Trump has divided the party
U.S. representative Adam Kinzinger, a Republican from Channahon, voted to impeach the former president for inciting the storming of the U.S. Capitol, then started the Country First PAC to “reject the politics of fear and all who practice it.” That’s a popular stance in Kinzinger’s exurban district, but the farther south you travel, the more popular Trump remains. Both southern Illinois representatives, Mary Miller and Mike Bost, voted against certifying Joe Biden’s Electoral College win. Bailey, the ultraconservative candidate for governor, called Kinzinger a Democrat and suggested he resign. Says John Jackson of the Paul Simon Public Policy Institute at Southern Illinois University: “Kinzinger has statewide ambitions, but strikes me as a much stronger general election candidate than a candidate in the Republican primary” — which is dominated by pro-Trump voters.
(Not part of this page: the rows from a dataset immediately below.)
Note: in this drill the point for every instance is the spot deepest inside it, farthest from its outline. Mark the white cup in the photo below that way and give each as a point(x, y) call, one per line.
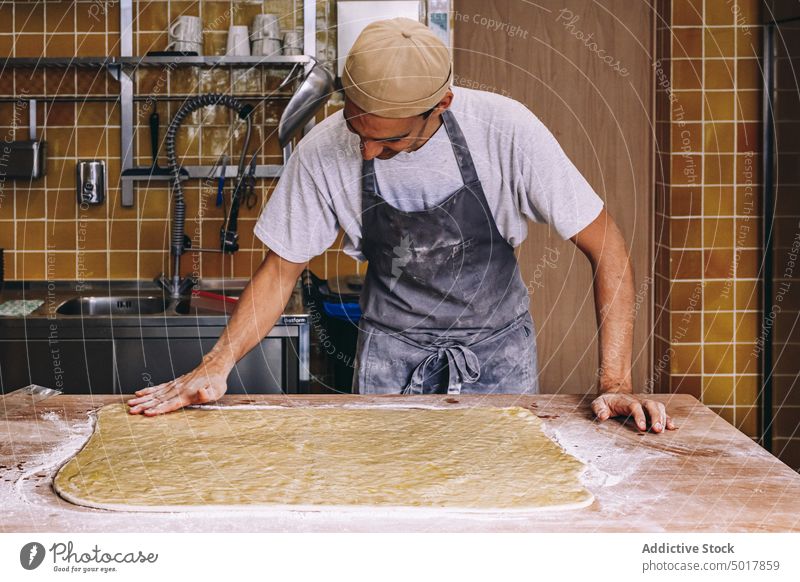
point(266, 47)
point(265, 26)
point(238, 42)
point(265, 35)
point(186, 34)
point(293, 43)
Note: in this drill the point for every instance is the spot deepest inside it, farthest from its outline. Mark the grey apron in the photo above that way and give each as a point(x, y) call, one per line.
point(444, 306)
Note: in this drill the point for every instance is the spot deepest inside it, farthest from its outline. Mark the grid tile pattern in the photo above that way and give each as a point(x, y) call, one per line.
point(708, 204)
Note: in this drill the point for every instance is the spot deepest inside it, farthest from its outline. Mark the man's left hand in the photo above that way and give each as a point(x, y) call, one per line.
point(611, 404)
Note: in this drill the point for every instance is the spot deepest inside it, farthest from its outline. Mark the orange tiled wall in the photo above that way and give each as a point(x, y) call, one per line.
point(44, 232)
point(708, 204)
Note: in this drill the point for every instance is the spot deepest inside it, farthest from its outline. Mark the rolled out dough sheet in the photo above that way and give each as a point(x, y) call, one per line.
point(494, 460)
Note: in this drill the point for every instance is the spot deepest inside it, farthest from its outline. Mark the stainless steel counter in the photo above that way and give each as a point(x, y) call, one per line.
point(119, 353)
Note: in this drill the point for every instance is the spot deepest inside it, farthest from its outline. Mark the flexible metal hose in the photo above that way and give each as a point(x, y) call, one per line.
point(243, 110)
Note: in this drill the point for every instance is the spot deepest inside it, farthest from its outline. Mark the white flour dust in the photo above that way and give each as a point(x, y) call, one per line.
point(69, 439)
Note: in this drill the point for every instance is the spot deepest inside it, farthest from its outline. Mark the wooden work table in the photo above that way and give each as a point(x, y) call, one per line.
point(705, 476)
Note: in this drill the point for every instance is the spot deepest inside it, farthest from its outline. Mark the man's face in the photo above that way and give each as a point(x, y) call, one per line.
point(384, 138)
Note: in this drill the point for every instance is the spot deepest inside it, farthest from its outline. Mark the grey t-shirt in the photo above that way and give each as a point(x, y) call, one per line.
point(524, 173)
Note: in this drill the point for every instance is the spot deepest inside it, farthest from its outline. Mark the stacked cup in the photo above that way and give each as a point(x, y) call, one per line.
point(186, 35)
point(293, 42)
point(265, 35)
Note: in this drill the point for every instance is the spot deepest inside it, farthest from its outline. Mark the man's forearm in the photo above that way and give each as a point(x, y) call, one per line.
point(614, 297)
point(260, 305)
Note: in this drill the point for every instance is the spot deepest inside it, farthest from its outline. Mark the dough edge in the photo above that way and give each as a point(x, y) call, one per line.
point(354, 510)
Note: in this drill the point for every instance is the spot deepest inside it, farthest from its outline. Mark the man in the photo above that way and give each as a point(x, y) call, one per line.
point(432, 185)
That’s a conundrum for the entire party. “The kinds of Republicans that always won in Illinois — Jim Edgar, George Ryan, Mark Kirk — were not Trump people,” Jackson says.
Republican national committeeman Richard Porter sees a glimmer for the party in the rejection of Pritzker’s Fair Tax. Republicans, he believes, can bond again with suburban voters on economic issues. “The game is won in the suburbs,” he says. “They slipped away from us in ’18 and ’20. Can they swing back in ’22? We need to connect with suburban voters where they are. They tend not to be cultural conservatives, but they believe in providing government at a reasonable price.” It’ll help too, he says, if Democrats “overplay their hand by promoting ultraliberal policies.”
In recent decades, Republicans have won statewide elections only when running against weak or unpopular Democrats: Peter Fitzgerald vs. scandal-plagued Carol Moseley Braun; Mark Kirk vs. Alexi Giannoulias, whose campaign was tainted by allegations against his family’s bank; and Bruce Rauner vs. Pat Quinn, who raised corporate and individual taxes during his single full term as governor. Now they have to hope Pritzker shoots himself in the foot so badly that not even his billions can bail him out. (In March, he preemptively dropped $35 million in his campaign coffers without even committing to a reelection bid.) That’s what it has come to for Illinois’s second party: Republicans don’t win elections here anymore; Democrats lose them.